Calça comprida com remendo, camisa xadrez, chapéu de palha, rosto com bigode, cavanhaque e sobrancelhas unidas pintadas por meu pai com a rolha de cortiça queimada, o uniforme estava pronto. E lá íamos curtir a festa, no Tio João. Que delícia! A vitrola vinha pra varanda, a mesa grande pra calçada, cadeiras e bancos espalhados, e na rua de terra a fogueira, mandando labaredas para o céu. E muita gente, inclusive uma netinha do Tio, loirinha, de olhos azuis. Que eu me lembre foi a primeira insinuação de namoro: chateavam a gente dizendo que íamos ser namorados... quando crescêssemos. Eu me envergonhava, mas gostava.

Quem conheceu as festas de São João da época deve estar achando que falta alguma coisa, que as patrulhas morais dos tempos hoje também já eliminaram de vez. Não lembram o que “não dava chabu”? Os fogos. Os rojões, presos àquelas varetas compridas pra mais de metro, que subiam rugindo e explodiam lá em cima, no céu que se iluminava. E os morteiros — que meu pai dizia que se pareciam com as bombas que ele viu (e ouviu) cair nas revoluções de 24 e 32. “Fogos Caramuru, os únicos que não dão chabu”, iluminavam as festas, com aqueles tubos de papelão com a manopla dobrada, que a gente acendia com um fósforo ou raspando a caixa de fósforos. “... Mais seguro acender com um graveto em brasa...”, e lançavam geralmente três bombas ao ar. E havia também os traques (que a maldade e o politicamente incorreto (!) chamava de traque-de-velha), aquelas tiras de papel pardo, com as meias-luas marrons que explodiam à medida que o fogo do papel chegava perto. Para as crianças tinham as biribas, aquele pedacinho de papel enroladinhos, que jogados no chão com força explodiam (bem fraquinho), ou então deixava no chão para estourarem quando os adultos pisassem. (O uso de tênis e sola de borracha ainda não estava disseminado). As estrelinhas que segurávamos sem perigo? E os fósforos de cor, que não explodiam, mas coloriam? E os fogos giratórios, presos a paus, que acesos giravam cada vez mais velozes, impulsionados pelas chispas de chamas, colorindo até explodirem?

A noite ia seguindo, ficando mais fria, a fogueira diminuindo, as labaredas não mais subindo, a fogueira ficava baixinha, era quase só brasa. Era a hora de colocar as batatas-doces para assar. Era hora de... pular a fogueira! Primeiro que os marmanjos mais aptos já tinham dado suas demonstrações de coragem, com as brasas diminuindo, para horror das mães era a vez das crianças também pularem. “Cuidado pra não pisar na batata!”
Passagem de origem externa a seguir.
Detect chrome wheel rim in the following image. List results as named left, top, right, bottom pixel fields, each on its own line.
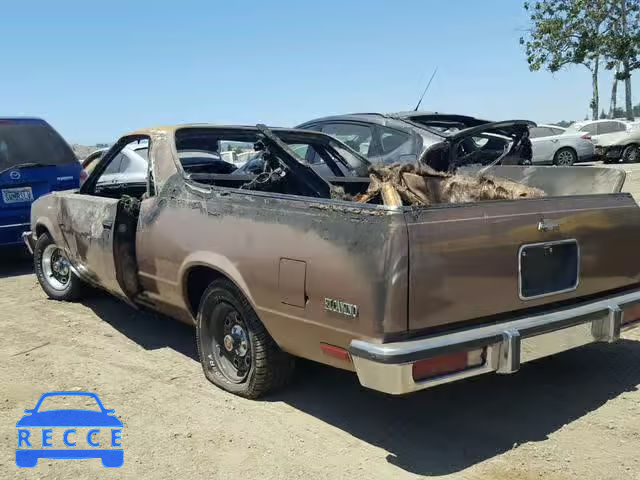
left=41, top=244, right=71, bottom=291
left=625, top=146, right=640, bottom=163
left=557, top=150, right=574, bottom=166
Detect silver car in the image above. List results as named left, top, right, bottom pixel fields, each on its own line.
left=529, top=124, right=595, bottom=166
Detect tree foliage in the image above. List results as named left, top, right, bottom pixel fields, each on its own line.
left=521, top=0, right=609, bottom=72
left=521, top=0, right=640, bottom=119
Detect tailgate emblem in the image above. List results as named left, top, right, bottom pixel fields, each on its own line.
left=537, top=219, right=560, bottom=232
left=9, top=170, right=20, bottom=180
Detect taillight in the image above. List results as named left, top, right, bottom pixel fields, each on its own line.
left=412, top=349, right=485, bottom=381
left=581, top=134, right=592, bottom=140
left=320, top=343, right=351, bottom=362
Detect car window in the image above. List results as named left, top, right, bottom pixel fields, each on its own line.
left=530, top=127, right=559, bottom=138
left=379, top=127, right=410, bottom=154
left=95, top=141, right=148, bottom=185
left=596, top=121, right=625, bottom=134
left=611, top=121, right=627, bottom=133
left=134, top=147, right=149, bottom=161
left=321, top=123, right=373, bottom=157
left=0, top=119, right=77, bottom=171
left=529, top=127, right=548, bottom=138
left=103, top=152, right=125, bottom=175
left=549, top=127, right=565, bottom=135
left=580, top=124, right=598, bottom=135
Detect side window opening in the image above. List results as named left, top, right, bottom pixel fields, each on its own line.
left=321, top=123, right=373, bottom=157
left=379, top=127, right=410, bottom=153
left=85, top=137, right=150, bottom=200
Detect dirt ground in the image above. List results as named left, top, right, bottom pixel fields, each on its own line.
left=2, top=163, right=640, bottom=480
A garoa ia aumentando, já não se conseguia ver o fim da rua, um halo se formava em torno da luz amarelada das lâmpadas dos postes... não sou capaz de descrever, mas essas noites tinham até cheiro próprio.

As bombinhas explodindo já escasseavam. Lembram? Havia as bombinhas de tostão ou centavos – aquelas fininhas, como um palito de fósforo comprido enrolado no papel pardo, e explosão pequena (embora assustasse quem estava desprevenido) por perto. E também havia aquelas bombinhas maiorzinhas, com mais pólvora, e vendidas por número (nº 1, nº 2, nº 3, etc. – maior número, mais potente), com aquele formato típico, de um rolo envolvendo o palito, e amarrado nos extremos com um barbante. Era riscar e jogar longe, e rápido.
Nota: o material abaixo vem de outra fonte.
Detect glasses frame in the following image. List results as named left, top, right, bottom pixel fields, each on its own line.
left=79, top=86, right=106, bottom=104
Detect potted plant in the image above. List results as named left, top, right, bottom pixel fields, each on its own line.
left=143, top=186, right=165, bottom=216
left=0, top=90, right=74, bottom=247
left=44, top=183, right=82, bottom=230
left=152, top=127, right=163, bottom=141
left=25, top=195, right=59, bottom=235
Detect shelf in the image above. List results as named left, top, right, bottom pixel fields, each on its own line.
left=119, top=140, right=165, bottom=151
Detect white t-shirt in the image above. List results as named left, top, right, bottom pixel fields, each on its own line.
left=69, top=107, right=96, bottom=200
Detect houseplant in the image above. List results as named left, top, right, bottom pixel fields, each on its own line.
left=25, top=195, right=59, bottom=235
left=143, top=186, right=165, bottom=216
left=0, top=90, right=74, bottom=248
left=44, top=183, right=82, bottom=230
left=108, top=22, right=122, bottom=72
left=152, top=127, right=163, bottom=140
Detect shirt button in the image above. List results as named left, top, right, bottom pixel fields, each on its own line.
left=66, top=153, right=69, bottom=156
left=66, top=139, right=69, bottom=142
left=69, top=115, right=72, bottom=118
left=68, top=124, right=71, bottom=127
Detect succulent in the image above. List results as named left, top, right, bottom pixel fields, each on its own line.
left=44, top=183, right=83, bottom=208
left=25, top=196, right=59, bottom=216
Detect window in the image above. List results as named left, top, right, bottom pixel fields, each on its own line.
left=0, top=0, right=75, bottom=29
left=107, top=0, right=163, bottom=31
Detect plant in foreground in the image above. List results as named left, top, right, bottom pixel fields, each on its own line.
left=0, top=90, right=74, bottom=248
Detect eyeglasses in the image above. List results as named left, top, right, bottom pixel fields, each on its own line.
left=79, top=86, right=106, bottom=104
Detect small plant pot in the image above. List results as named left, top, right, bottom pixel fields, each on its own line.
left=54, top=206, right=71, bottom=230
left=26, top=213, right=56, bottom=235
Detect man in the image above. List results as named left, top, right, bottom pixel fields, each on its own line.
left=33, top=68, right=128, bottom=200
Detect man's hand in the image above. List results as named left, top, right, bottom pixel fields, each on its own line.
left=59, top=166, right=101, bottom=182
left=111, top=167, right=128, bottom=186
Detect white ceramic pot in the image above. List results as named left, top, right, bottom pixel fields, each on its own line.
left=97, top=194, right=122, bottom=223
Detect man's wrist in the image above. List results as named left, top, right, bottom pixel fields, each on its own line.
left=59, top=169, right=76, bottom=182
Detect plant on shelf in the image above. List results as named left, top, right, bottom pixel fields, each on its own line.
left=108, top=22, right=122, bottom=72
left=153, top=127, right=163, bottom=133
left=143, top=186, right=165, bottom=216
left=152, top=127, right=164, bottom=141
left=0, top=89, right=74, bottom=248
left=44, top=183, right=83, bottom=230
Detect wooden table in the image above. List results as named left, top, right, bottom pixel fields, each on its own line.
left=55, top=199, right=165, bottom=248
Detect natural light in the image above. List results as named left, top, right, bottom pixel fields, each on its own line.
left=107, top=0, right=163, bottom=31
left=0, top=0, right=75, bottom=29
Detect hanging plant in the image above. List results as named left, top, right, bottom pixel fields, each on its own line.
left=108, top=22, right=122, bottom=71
E pra terminar essa noite de boas lembranças, numa daquelas festas na Rua João Anes, contrariando a recomendações de meus pais, fui jogar uma bombinha número dois. Mas o pavio foi mais rápido do que eu. Ela explodiu antes de eu soltá-la. Minha mão ficou com o formato das batatas-doces roxas.
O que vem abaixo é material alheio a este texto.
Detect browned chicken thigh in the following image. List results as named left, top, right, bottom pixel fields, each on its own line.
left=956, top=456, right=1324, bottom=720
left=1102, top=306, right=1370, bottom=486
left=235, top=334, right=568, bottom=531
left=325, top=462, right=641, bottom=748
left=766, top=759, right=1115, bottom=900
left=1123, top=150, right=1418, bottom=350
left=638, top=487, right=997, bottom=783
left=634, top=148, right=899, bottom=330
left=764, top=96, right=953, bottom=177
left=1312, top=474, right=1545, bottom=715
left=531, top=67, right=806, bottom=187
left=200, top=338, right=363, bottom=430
A dor e o susto estragaram o fim daquela festa de São João, e também a festa de São Pedro, porque fiquei mais de uma semana de castigo e com a mão enfaixada.

Aquela dor passou. Só não passam a dor da saudade e a dor de ver que não mais existem essas festas, e que não se reverencia mais a santa... confraternização.